3. ANTICONVULSIVANTES Medicamentos utilizados em pacientes com convulsões ou alterações cerebrais. Agem utilizando diferentes mecanismos: - alterando a membrana neuronal, que pode conduzir a despolarização excessiva; - diminuição de neurotransmissores inibitórios (ex: GABA) - aumento de neurotransmissores excitatórios (ex: glutamato) - alterando a concentração extracelular de K e Ca. Quando utilizar a terapia anticonvulsivante? É indicada quando o padrão das crises ou sua frequência estiverem interferindo na vida do animal. O tratamento deve ser feito ininterruptamente, e seu uso não descarta o surgimento de novas crises. Em cães, o fármaco mais utilizado é o FENOBARBITAL, que pode ser associado ou substituído com flunarizina, brometo de potássio e gabapentina. PRINCIPAIS ANTICONVULSIVANTES NA MEDICINA VETERINÁRIA Fenobarbital: limita a disseminação da atividade das crises e eleva o limiar por aumento da concentração de GABA. Por VO, sua absorção é total mas de maneira lenta. Pode ser associado ao diazepam por via IV durante crises. Seus efeitos colaterais incluem sedação, hiperatividade, poliúria, polidipsia e anemia. As alterações hepáticas podem ser sequelas letais a longo prazo. Primidona: rápida e completamente absorvida após administração oral. Sofre biotransformação hepática
formando dois metabólitos, o fenobarbital e feniletilmalonamida. É utilizada no tratamento de convulsões focais e generalizadas. Evita-se seu uso pois não há vantagem em comparação ao fenobarbital que possui menor custo e também por seu alto efeito hepatotóxico. Não é recomendada para gatos.
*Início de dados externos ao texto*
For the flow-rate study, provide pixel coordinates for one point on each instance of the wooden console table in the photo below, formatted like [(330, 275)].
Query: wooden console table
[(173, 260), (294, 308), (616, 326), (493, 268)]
Seus efeitos colaterais são os mesmos, porém, mais intensos que o fenobarbital. Fenitoína: tem efeito estabilizador em membranas excitáveis de células, incluindo neurônios e músculo cardíaco. Pode diminuir o influxo de sódio durante repouso e durante o potencial de ação (polarização) de substâncias químicas. REDUZ O POTENCIAL PÓS-TETÂNICO e limita o espraiamento de atividades convulsivas (diminui sua intensidade). Lentamente absorvida por VO, liga-se às proteínas plasmáticas, principalmente albumina. É biotransformado pelo retículo endoplasmático das células hepáticas cujo principal metabólito, o parahidroxifenílico, é inativo. Apresenta sedação indesejada como efeito colateral. Benzodiazepínicos: aumentam a inibição sináptica mediada pelo GABA. Os mais utilizados são:
- Diazepam: anticonvulsivante de eleição em casos de emergência. Utilizado em Status epilepticus, convulsões generalizadas e focais, convulsões mioclônicas e crises de ausência. Não se usa como anticonvulsivante único em cães.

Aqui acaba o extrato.